Assume the following XML:
<food name="joe">
    <pizza name="Large">
    <topping name="mushroom"/>
    </pizza>
</food>

I want to :
1) make a copy of the pizza node
2) change the name of copied version to "Big"
3) change the name (in the copied version) of "mushroom" to "onion"

so the output would be
<food name="joe">
    <pizza name="Large">
    <topping name="mushroom"/>
    </pizza>
    <pizza name="Big">
    <topping name="onion"/>
    </pizza>
</food>

I tried using a template match with a copy, but I got my #1 and #2 but I couldn't reference the newly created pizza node using XPath.

Any help would really be appreciated.
Thanks!

It would be useful to show your code so we can see where you went wrong.
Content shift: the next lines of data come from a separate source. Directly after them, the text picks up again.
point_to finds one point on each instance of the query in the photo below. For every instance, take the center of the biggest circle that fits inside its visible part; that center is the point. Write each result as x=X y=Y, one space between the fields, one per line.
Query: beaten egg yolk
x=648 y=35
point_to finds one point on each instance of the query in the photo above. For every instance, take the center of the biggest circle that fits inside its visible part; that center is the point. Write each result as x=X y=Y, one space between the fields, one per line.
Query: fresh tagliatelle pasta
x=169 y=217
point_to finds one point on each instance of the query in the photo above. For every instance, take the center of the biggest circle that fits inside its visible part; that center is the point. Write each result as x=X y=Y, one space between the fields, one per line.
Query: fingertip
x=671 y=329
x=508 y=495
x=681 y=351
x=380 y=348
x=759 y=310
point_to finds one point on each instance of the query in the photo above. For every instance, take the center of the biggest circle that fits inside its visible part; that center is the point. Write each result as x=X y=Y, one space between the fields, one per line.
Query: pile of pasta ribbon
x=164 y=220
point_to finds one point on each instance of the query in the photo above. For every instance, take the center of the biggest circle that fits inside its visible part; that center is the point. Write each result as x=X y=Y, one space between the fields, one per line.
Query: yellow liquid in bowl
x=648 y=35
Referencing a newly created node using XPath can't be done in XSLT 1.0 except with the xx:node-set() extension function = but it's not something you need to do to solve this problem

Michael Kay
http://www.saxonica.com/
Author, XSLT Programmer's Reference and XPath 2.0 Programmer's Reference

Here's a portion of my XSL: Thanks for looking!


<xsl:template match="node() | @*">
    <xsl:copy>
        <xsl:apply-templates select="node() | @*"/>
    </xsl:copy>
  </xsl:template>


<xsl:template match="//food/pizza[@name='Large']">
    <xsl:copy>
        <xsl:apply-templates select="node() | @*"/>
    </xsl:copy>
    <xsl:copy>
        <xsl:attribute name="name">Big</xsl:attribute>
        <xsl:copy-of select="node()"/>
    </xsl:copy>
  </xsl:template>


<xsl:template match="//food/pizza[@name='Big']">
    <xsl:element name="topping">
         <xsl:attribute name="name">onion</xsl:attribute>
    </xsl:element>
  </xsl:template>

I looked at node-set() but I'm sure there's an easy way to do this. Suggestions?